Serangan udara besar-besaran dari AS-Israel terus berlanjut, termasuk untuk pertama kalinya menargetkan depot penyimpanan minyak dan fasilitas pengilangan di Iran.
Konflik yang dimulai pada 28 Februari 2026 itu kini tidak hanya melibatkan Iran dan Israel, tetapi juga merembet ke kawasan Teluk, Lebanon, hingga Irak.
Iran menyatakan AS akan "membayar mahal atas serangan tersebut". Teheran juga melanjutkan serangan balasan terhadap Israel serta sejumlah fasilitas militer Amerika di kawasan Teluk, termasuk di Kuwait, Qatar, Arab Saudi, dan Uni Emirat Arab.
Sebelumnya Presiden Iran, Masoud Pezeshkian berjanji akan menghentikan serangan terhadap negara-negara Teluk selama wilayah mereka tidak digunakan sebagai pangkalan militer dan basis serangan terhadap Iran.

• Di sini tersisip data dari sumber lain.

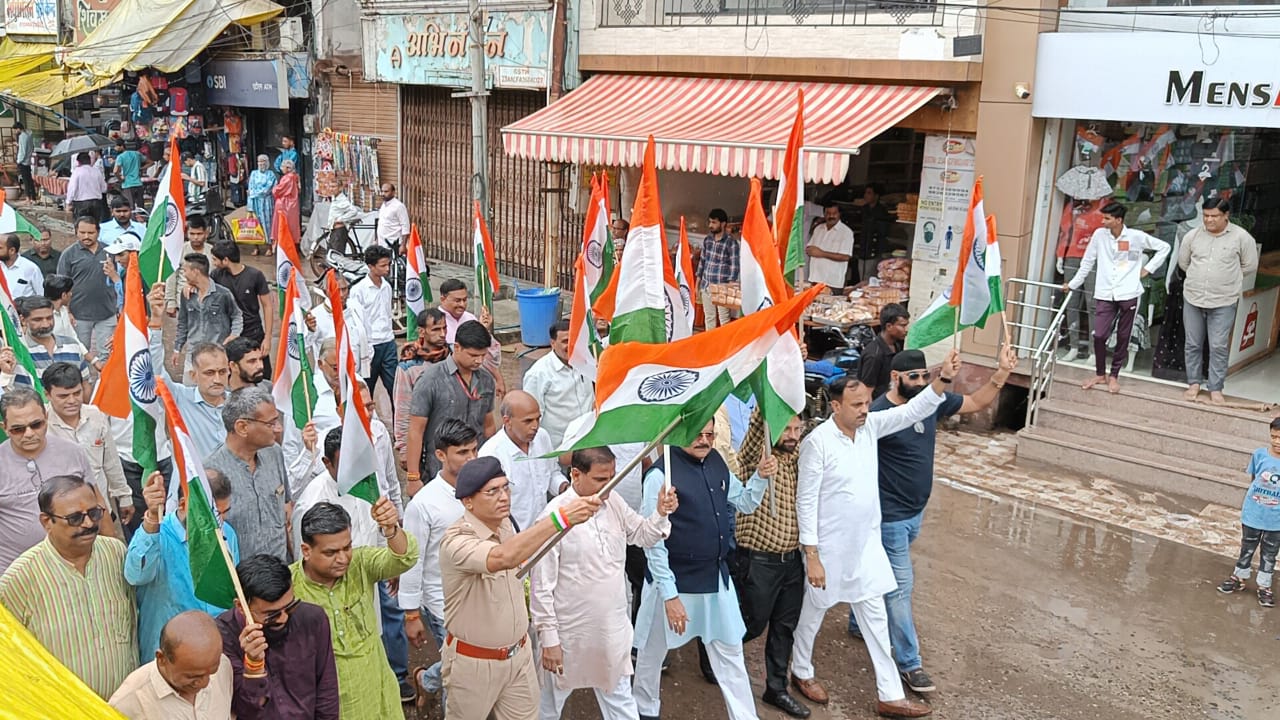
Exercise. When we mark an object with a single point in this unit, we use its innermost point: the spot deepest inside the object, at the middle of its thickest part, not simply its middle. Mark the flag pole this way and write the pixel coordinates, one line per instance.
(617, 478)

Dan berikut kondisi di beberapa negara yang terlibat perang antar ketiga negara itu sebagaimana disitat dari laporan Al Jazeera.
IranMiliter AS dan Israel melanjutkan serangan skala besar di berbagai wilayah Iran. Untuk pertama kalinya sejak perang dimulai, fasilitas energi seperti depot minyak dan kilang pengolahan menjadi sasaran utama.

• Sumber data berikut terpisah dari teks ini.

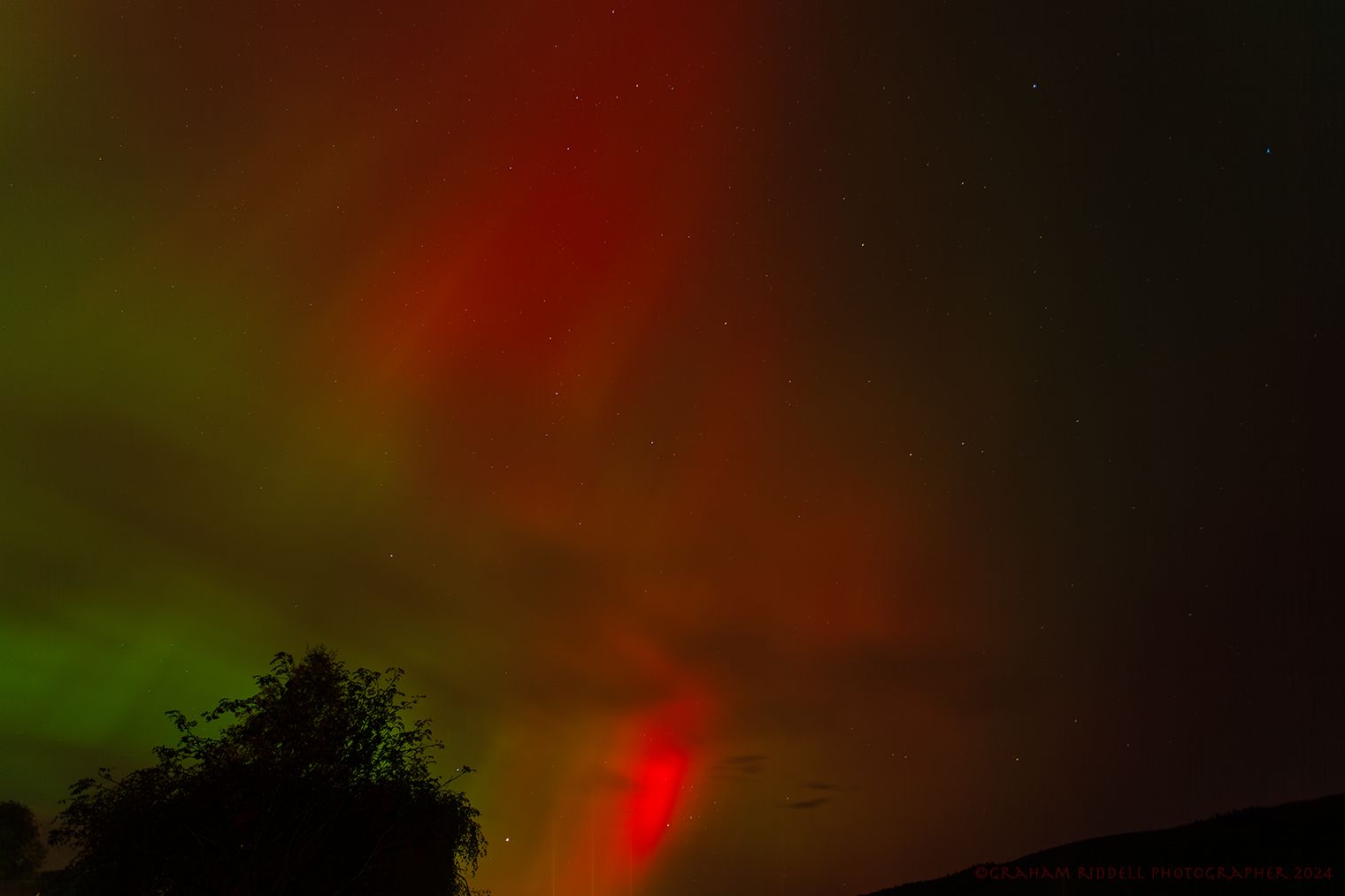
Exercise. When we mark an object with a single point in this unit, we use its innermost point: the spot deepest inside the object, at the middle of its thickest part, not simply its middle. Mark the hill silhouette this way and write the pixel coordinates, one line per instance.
(1297, 845)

Rekaman media lokal pada Sabtu malam menunjukkan kebakaran besar di depot minyak Shahran di pinggiran Teheran. Militer Israel mengklaim bertanggung jawab atas serangan tersebut dan menyebut fasilitas itu terkait dengan militer Iran.
Sejak operasi militer dimulai pada 28 Februari, sedikitnya 1.332 orang dilaporkan tewas akibat serangan udara tersebut.
Serangan Balasan ke IsraelMiliter Israel melaporkan Iran meluncurkan sejumlah rudal ke wilayah Israel. Sirene peringatan serangan udara terdengar di wilayah selatan Israel, termasuk di kawasan Gurun Negev.
Korps Garda Revolusi Islam Iran (IRGC) menyebut serangan terbaru tersebut sebagai gelombang ke-27 dari Operasi True Promise.
Kelompok militan Lebanon Hezbollah juga mengklaim melakukan beberapa serangan terhadap instalasi militer Israel, termasuk pangkalan Misgav di wilayah utara.
Militer Israel mengatakan dua tentaranya tewas dalam pertempuran di Lebanon selatan dan menjadi korban pertama sejak pertempuran kembali pecah dengan Hezbollah.
Perkembangan di Amerika SerikatDi Washington, Presiden Donald Trump menyatakan operasi militer terhadap Iran berjalan sangat baik bagi militer AS. Trump juga menuntut Iran untuk menyerah tanpa syarat.
Ia mengatakan perang akan tetap berlangsung dan menegaskan Washington tidak berniat bernegosiasi dengan Teheran.
Gedung Putih menyebut kampanye militer tersebut kemungkinan akan berlangsung empat hingga enam minggu.
Sementara itu, jenazah enam prajurit Amerika yang tewas dalam serangan balasan Iran tiba di AS dan Trump menghadiri upacara penyambutan jenazah tersebut sebagai panglima tertinggi militer.
Sementara itu, Menteri Pertahanan AS Pete Hegseth melontarkan ancaman keras kepada Iran.
"Jika Anda membunuh warga Amerika atau mengancam mereka di mana pun di dunia, kami akan memburu Anda tanpa ragu dan tanpa penyesalan," tulisnya di media sosial.
Terbuka Opsi Operasi Khusus NuklirMedia Axios melaporkan bahwa Amerika Serikat dan Israel sedang mempertimbangkan kemungkinan mengirim pasukan khusus untuk merebut cadangan uranium yang telah diperkaya tinggi milik Iran.
Operasi tersebut disebut kemungkinan baru akan dilakukan pada tahap selanjutnya dari perang.